Why definiteness is decreasing, part 1

« previous post | next post »

I ended yesterday's post ("Decreasing Definiteness") with a promise to say more about why the frequency of the has decreased so much over the past century or so, and this morning's post will start to redeem that promise.

As several commenters observed, there are probably several different things going on here. But I think that one relevant factor is decreasing formality of style.

I'll leave for another day the question of what formality really is, and why a decrease in formality correlates with a decrease in the frequency of the. In this post, I'll try to establish two simpler points:

  1. In English text that's more formal, in common-sense terms, the is more common;
  2. The formality of (various genres of) English writing has been decreasing over the past century or so.

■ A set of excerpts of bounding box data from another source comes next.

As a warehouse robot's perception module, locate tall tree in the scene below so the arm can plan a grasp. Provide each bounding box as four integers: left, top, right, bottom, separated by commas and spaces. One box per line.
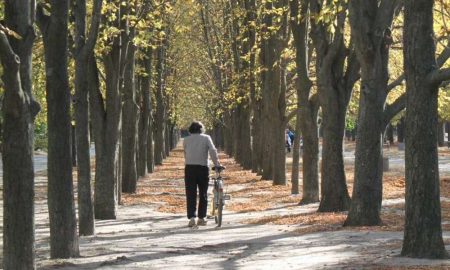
311, 0, 359, 212
345, 0, 401, 226
402, 0, 450, 258
138, 47, 154, 176
154, 42, 166, 165
262, 0, 288, 185
37, 0, 79, 258
0, 0, 39, 269
290, 0, 319, 204
88, 0, 123, 219
73, 0, 103, 235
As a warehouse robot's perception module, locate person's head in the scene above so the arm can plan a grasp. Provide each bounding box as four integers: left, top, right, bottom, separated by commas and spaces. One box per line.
189, 121, 204, 134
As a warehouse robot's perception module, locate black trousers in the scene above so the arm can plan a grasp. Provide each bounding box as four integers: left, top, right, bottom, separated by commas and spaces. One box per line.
184, 165, 209, 219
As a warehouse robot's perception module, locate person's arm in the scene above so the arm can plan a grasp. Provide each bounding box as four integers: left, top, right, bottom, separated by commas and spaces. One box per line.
208, 136, 220, 166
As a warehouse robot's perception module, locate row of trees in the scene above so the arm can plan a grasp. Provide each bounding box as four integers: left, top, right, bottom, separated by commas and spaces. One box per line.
0, 0, 450, 269
190, 0, 450, 258
0, 0, 178, 269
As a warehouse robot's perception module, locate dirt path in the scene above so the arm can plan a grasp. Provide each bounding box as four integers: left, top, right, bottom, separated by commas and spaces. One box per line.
2, 144, 450, 269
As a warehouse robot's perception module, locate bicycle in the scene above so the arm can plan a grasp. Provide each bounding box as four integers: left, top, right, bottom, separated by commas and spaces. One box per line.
212, 166, 230, 227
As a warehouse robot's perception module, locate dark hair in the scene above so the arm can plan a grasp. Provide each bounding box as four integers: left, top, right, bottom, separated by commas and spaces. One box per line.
189, 121, 203, 134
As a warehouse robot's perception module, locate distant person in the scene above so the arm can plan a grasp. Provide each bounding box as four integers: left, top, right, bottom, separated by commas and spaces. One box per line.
183, 121, 220, 227
288, 128, 295, 144
284, 128, 292, 153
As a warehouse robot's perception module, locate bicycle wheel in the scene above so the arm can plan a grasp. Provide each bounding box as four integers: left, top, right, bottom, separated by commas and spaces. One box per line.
217, 191, 223, 227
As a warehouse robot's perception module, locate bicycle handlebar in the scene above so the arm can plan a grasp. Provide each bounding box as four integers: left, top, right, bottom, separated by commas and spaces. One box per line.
211, 165, 225, 172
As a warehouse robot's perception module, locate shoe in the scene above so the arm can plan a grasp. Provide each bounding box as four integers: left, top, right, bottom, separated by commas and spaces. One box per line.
197, 218, 208, 226
188, 218, 195, 227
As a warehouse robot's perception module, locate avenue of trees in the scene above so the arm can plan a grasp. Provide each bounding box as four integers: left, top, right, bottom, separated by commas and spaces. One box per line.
0, 0, 450, 269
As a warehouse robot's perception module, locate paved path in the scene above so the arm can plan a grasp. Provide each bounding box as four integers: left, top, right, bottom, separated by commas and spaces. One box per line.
0, 144, 95, 179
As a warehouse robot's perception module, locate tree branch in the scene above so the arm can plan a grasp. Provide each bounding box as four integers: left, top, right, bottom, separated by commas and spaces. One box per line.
387, 39, 450, 93
84, 0, 103, 54
427, 68, 450, 85
285, 108, 298, 123
36, 3, 50, 37
383, 93, 406, 127
0, 24, 20, 72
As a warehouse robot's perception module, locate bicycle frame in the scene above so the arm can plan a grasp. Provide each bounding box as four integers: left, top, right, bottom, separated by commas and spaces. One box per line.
212, 170, 230, 227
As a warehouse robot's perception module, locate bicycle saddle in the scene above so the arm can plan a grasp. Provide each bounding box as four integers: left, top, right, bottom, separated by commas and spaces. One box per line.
211, 165, 225, 172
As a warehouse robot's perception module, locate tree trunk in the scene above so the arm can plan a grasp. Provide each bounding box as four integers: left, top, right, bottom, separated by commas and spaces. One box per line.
386, 123, 394, 144
38, 0, 79, 258
138, 48, 153, 176
401, 0, 450, 258
272, 63, 287, 185
311, 1, 359, 212
345, 0, 399, 226
224, 113, 234, 156
300, 104, 319, 204
155, 45, 166, 165
251, 102, 263, 175
88, 38, 122, 219
73, 0, 102, 235
0, 0, 39, 269
290, 0, 319, 204
319, 94, 350, 212
437, 121, 445, 147
164, 122, 172, 158
147, 119, 155, 173
345, 78, 387, 226
121, 29, 138, 193
446, 122, 450, 148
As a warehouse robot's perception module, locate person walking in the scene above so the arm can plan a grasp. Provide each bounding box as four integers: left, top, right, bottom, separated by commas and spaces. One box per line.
183, 121, 220, 227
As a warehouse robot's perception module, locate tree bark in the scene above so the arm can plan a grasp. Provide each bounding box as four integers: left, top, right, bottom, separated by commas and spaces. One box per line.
401, 0, 450, 258
290, 0, 319, 204
437, 121, 445, 147
311, 1, 359, 212
397, 117, 405, 143
88, 24, 122, 219
38, 0, 79, 258
345, 0, 399, 226
386, 124, 394, 144
138, 47, 153, 176
121, 28, 138, 193
0, 0, 40, 269
74, 0, 103, 235
261, 0, 287, 185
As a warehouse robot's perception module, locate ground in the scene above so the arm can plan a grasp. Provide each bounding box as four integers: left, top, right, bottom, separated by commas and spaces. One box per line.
0, 143, 450, 269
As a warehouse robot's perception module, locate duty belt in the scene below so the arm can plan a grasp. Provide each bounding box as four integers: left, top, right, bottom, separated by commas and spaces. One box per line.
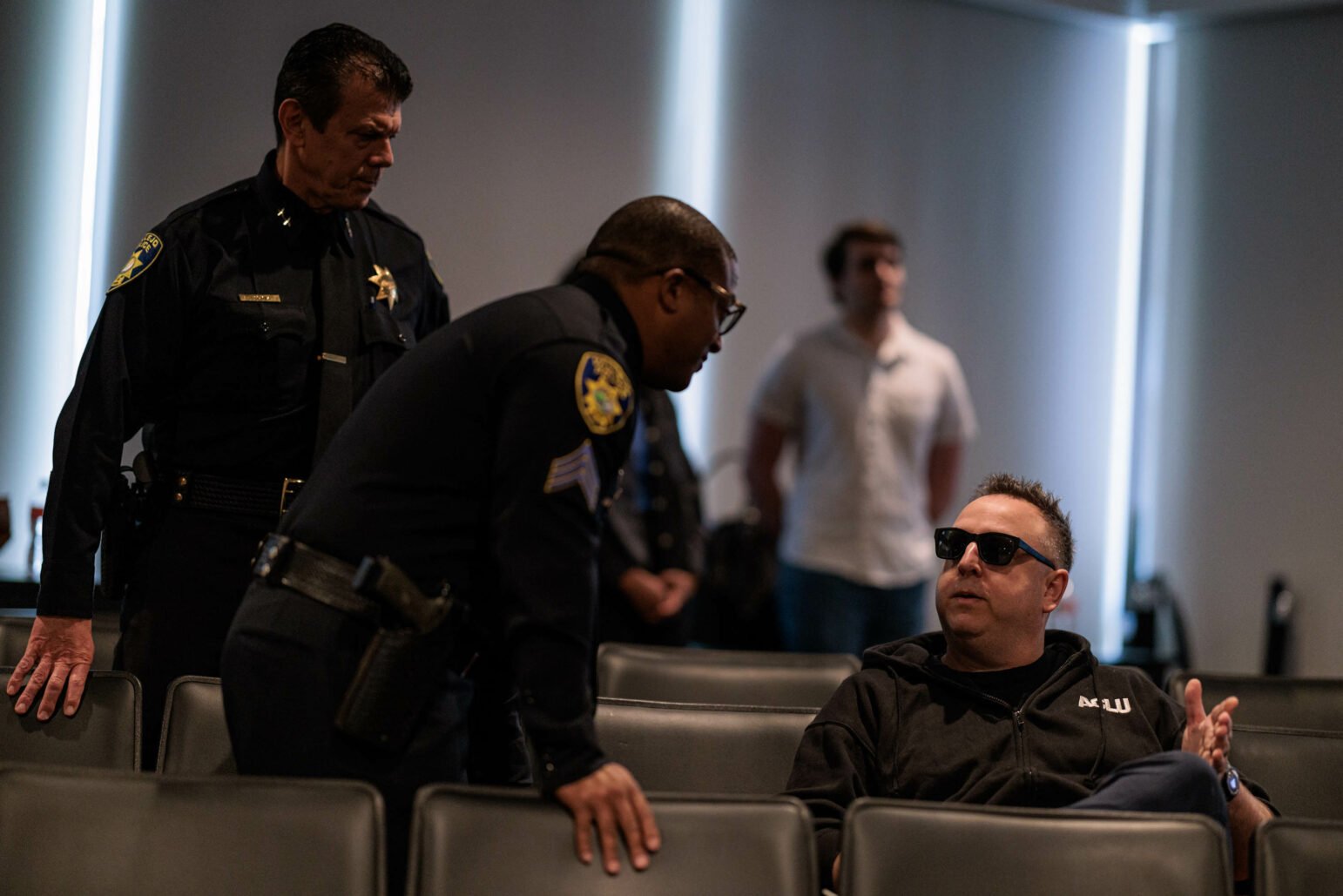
253, 533, 485, 676
165, 473, 303, 515
253, 535, 382, 622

Here are frequencies from the 1991 Switchboard corpus of conversational telephone speech (about 3.3 million words overall), from the 2003 Fisher corpus of conversational telephone speech (about 23 million words overall), and from the various genres of the 1990-2012 BYU Corpus of Contemporary American English (90-95 million words per genre):

the  2.98%  2.47%  4.65%  5.27%  5.35%  5.34%  6.42%
a/an  2.39%  2.04%  2.57%  2.43%  2.54%  2.76%  2.31%

Note that

  • the is less common in speech than in writing;
  • the is much less common in informal speech (SWB and Fisher) than in formal speech – the COCA "spoken" genre is drawn from "All Things Considered (NPR), Newshour (PBS), Good Morning America (ABC), Today Show (NBC), 60 Minutes (CBS)", etc.;
  • the is most common in the most formal (here "Academic") writing.

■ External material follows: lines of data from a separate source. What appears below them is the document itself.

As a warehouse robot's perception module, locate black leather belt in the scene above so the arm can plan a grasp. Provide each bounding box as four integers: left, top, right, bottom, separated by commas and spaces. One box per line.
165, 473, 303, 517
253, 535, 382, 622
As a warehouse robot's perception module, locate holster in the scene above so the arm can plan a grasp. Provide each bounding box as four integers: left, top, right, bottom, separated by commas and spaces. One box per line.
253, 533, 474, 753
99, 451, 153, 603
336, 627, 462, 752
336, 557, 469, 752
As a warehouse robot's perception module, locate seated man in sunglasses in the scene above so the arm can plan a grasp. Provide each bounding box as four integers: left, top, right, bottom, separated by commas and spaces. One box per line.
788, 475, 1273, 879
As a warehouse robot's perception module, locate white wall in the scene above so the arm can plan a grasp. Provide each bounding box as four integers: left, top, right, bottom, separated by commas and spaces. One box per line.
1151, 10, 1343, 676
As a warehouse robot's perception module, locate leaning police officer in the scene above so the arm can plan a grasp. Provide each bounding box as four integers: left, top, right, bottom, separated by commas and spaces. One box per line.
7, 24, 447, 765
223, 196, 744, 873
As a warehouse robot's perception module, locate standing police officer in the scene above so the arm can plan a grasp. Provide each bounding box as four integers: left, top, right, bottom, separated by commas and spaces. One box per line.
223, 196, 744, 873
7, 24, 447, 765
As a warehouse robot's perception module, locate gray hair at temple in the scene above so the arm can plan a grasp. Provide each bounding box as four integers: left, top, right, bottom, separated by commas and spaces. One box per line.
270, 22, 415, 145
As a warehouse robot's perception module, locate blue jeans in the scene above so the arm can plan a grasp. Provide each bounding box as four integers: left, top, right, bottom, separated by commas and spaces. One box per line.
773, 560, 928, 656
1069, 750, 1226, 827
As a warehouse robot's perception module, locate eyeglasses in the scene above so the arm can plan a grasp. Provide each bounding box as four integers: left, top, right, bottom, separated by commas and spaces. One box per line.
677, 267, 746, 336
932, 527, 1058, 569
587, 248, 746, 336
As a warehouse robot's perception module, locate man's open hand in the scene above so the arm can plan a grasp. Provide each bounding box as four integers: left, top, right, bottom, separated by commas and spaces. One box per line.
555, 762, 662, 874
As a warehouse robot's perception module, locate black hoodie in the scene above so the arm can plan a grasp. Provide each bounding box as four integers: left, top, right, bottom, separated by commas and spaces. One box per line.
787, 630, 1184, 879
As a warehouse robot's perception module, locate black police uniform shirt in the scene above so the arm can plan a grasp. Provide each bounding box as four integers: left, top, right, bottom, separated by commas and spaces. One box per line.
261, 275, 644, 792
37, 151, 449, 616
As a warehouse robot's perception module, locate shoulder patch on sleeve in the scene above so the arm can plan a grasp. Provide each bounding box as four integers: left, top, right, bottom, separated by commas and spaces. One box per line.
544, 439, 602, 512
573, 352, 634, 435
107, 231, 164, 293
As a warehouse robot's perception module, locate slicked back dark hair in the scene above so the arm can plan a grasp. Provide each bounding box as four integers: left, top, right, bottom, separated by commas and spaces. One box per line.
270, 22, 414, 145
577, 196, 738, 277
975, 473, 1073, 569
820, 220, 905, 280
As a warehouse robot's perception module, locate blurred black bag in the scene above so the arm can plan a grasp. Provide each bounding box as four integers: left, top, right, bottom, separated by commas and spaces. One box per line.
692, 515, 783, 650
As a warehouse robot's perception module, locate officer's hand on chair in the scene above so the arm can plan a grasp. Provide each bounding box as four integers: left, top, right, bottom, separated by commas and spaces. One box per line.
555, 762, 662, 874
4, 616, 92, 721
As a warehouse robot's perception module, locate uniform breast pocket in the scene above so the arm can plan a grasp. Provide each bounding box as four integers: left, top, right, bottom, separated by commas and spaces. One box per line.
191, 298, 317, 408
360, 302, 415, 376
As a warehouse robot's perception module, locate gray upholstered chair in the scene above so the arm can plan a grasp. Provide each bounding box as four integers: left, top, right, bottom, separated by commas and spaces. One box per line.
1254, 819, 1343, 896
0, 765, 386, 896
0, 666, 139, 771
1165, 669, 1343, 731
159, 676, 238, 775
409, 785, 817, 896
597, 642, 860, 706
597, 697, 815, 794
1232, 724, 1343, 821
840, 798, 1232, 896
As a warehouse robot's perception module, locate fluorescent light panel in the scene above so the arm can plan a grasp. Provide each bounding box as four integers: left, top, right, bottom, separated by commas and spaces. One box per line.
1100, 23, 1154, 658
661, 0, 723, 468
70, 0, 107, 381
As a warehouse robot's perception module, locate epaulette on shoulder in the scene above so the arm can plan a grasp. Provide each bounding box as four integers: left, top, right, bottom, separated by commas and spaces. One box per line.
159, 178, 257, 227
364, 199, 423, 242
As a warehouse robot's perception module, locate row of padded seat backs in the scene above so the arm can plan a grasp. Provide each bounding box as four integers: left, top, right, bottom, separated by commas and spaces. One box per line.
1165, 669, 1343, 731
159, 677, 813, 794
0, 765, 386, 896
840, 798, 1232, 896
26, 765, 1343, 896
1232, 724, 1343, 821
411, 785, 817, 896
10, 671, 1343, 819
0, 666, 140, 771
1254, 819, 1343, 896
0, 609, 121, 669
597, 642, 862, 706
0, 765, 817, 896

The distribution of a/an is both more even, and also less tied to formality.

We should note in passing that the decline in the's frequency seems to be continuing in recent years — the overall frequency across genres in COCA is 5.40%, but divided up by time periods, it's

1990-1994 1995-1999 2000-2004 2005-2009 2010-2012
 5.62%  5.43%  5.47%  5.20%  5.13%

The difference between the's frequency in the 1991 Switchboard collection (2.95%) and the 2003 Fisher collection (2.47%) is also consistent with an on-going historical decline — but the two collections are not balanced as to age, region, educational background, etc., and I think it's likely that there are other explanations for this.

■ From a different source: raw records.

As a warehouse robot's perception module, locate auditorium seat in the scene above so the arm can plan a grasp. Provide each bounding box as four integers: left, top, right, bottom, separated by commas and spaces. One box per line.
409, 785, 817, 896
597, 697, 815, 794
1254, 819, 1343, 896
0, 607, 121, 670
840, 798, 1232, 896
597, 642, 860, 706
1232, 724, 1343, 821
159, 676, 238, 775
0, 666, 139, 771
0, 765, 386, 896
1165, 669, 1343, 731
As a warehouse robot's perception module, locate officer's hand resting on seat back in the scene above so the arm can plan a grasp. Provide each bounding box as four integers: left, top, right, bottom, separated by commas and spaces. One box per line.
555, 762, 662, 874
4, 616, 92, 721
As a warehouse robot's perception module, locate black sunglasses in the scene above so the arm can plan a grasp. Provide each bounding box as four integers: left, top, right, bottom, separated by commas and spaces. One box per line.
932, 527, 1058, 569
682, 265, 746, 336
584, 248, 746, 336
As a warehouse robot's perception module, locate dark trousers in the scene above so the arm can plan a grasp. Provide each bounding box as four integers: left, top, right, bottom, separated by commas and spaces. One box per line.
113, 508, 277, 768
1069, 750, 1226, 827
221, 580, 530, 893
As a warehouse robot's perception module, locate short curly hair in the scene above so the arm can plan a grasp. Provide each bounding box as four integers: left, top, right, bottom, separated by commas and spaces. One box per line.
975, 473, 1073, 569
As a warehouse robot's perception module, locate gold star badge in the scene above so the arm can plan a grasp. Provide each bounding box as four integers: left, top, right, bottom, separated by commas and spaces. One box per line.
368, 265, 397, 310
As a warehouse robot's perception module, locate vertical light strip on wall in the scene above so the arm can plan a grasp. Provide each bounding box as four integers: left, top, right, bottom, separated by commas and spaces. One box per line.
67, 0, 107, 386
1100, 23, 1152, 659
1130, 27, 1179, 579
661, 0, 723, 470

What evidence is there that published written text has been getting less formal, on average, over the past century or two? I doubt that many people will contest this idea, but it's easy to find quantitative support for it. For example, the frequency of not-contractions has increased steadily:

The different lines represent the proportion of contraction in:

1: is not⇔ isn't
2: were not ⇔ weren't
3: has not⇔ hasn't
4: was not⇔ wasn't
5: should not⇔ shouldn't
6: had not⇔ hadn't
7: would not⇔ wouldn't
8 could not⇔ couldn't
9: have not⇔ haven't
A: does not⇔ doesn't
B: will not⇔ won't
C: does not⇔ doesn't
D: can not/cannot⇔ can't
E: do not⇔ don't

Thus the line plotted with plum-colored E's gives the proportion

isn't/(isn't + is not)

As discussed in "True Grit isn't true" (12/29/2010), it seems that not-contractions have been normal part of informal spoken English for a couple of hundred years, but they have infiltrated the written language only gradually, in a process that is still going forward.

For comparison, here's the frequency of n't and 's contractions in the SOTU messages from 1914 to 2014:

Another example would be the increased use of first and  second person pronouns in State of the Union messages, as discussed in "The evolution of SOTU pronouns", 1/28/2014:

This change in pronoun frequencies is not a general characteristic of English writing as a whole, but it reflects a change in the style of the SOTU messages over the course of the 20th century.

See also "The genitive of lifeless things", 10/11/2009, "Possessive with gerund: Tragic loss or good riddance?", 9/18/2010, and "Mechanisms for gradual language change", 2/9/2014, for some other examples where writing seems to be moving in the direction of speech.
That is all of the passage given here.